Oct 2020
Mary Seacole, Jamaican born Nurse and Adventurer
Celebrating inspirational leaders in health and social care #BlackHistoryMonth
Mary Seacole, Jamaican born Nurse and Adventurer
Mary Seacole was a daring adventurer of the 19th century. A Jamaican woman of mixed race, she was awarded the Order of Merit posthumously by the Government of Jamaica and in 2004, Mary was voted the “Greatest Black Briton.”
Born Mary Jane Grant, the daughter of James Grant, a Scottish Lieutenant in the British Army, and a free Jamaican woman. Her mother, nicknamed "The Doctress", was a healer who used traditional Caribbean and African herbal remedies and ran Blundell Hall, a boarding house, considered one of the best hotels in Kingston.
Jamaican doctresses mastered folk medicine, had a vast knowledge of tropical diseases, and had a general practitioner's skill in treating ailments and injuries. The role of a doctress in Jamaica was a mixture of a nurse, midwife, masseuse and herbalist. They practiced the use of good hygiene a century before Florence Nightingale wrote about its importance.
At Blundell Hall, Seacole acquired her caring skills, which included the use of hygiene, ventilation, warmth, hydration, rest, empathy, good nutrition and care for the dying. Blundell Hall also served as a convalescent home for military and naval staff recuperating from illnesses such as cholera and yellow fever. Because of her family's close ties with the army, she was able to observe the practices of military doctors and combine that knowledge with the West African remedies she acquired from her mother.
In late 18th and early 19th century Jamaica, neonatal deaths were more than a quarter of total births, at a time when European doctors were employing questionable practices such as mercury pills and the bleeding of the patient. However, Seacole, used traditional West African herbal remedies and hygienic practices and boasted that she never lost a mother or child.
In November 1836 Mary married Edwin Horatio Hamilton Seacole, it was a short marriage with Edwin passing away in October 1844. Seacole absorbed herself in work, declining many offers of marriage. She treated patients in the cholera epidemic of 1850, which killed 32,000 Jamaicans. From 1851 – 1854 Seacole travelled Central America caring for those suffering with cholera before travelling to the Crimea.
When war broke out in the Crimea in the 1850s Mary applied for a nursing post in Britain but was rejected. Ever determined, she went under her own steam, setting up a hotel for recuperating soldiers and earning herself the title of the ‘Angel of Crimea’.
This left Mary bankrupt on her return to England. Her plight was highlighted in the British press which led to the creation of a fund, to which many of the military men she had cared for and prominent people donated, including Queen Victoria.

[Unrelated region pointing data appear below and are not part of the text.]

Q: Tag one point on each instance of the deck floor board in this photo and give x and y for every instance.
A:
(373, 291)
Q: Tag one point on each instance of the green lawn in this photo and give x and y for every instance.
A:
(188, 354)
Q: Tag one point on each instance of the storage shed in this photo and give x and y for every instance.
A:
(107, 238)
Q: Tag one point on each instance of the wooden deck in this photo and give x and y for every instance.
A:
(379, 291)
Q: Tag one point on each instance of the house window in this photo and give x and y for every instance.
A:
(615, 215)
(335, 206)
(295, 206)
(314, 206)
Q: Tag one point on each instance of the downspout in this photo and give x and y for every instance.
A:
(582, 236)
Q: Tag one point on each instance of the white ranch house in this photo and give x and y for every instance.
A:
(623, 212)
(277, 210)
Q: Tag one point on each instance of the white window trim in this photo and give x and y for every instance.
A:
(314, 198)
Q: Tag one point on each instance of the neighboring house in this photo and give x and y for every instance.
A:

In 1857 an autobiographical account of her travels was published: Wonderful Adventures of Mrs. Seacole in Many Lands, the first autobiography written by a black woman in Britain.

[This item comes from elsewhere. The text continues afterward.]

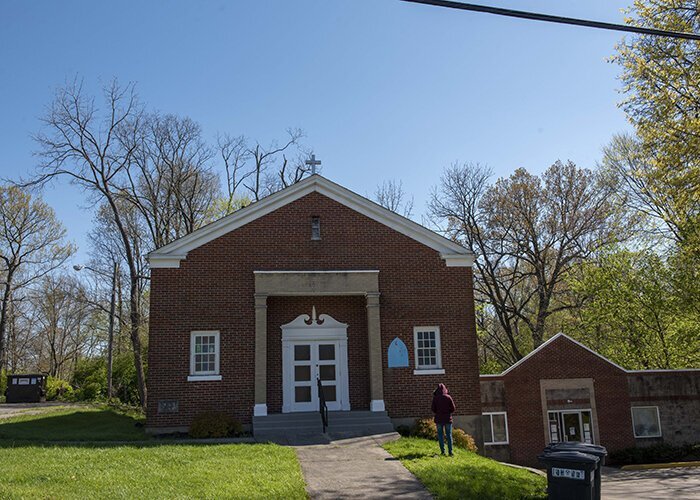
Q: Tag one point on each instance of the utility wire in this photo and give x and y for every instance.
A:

In 1860 Seacole retuned to Jamaica where she bought land and built a bungalow for herself and a larger property to rent out. By 1870 she returned to England and joined the periphery of the royal circle in London where she lived until her death in 1881.
Despite her achievements, Mary’s story laid buried for a century. Mary is now rightly honoured in both Jamaica and the UK. In 1981, 100 years after her death, a service was held (and has been held every year since) at her gravesite in London.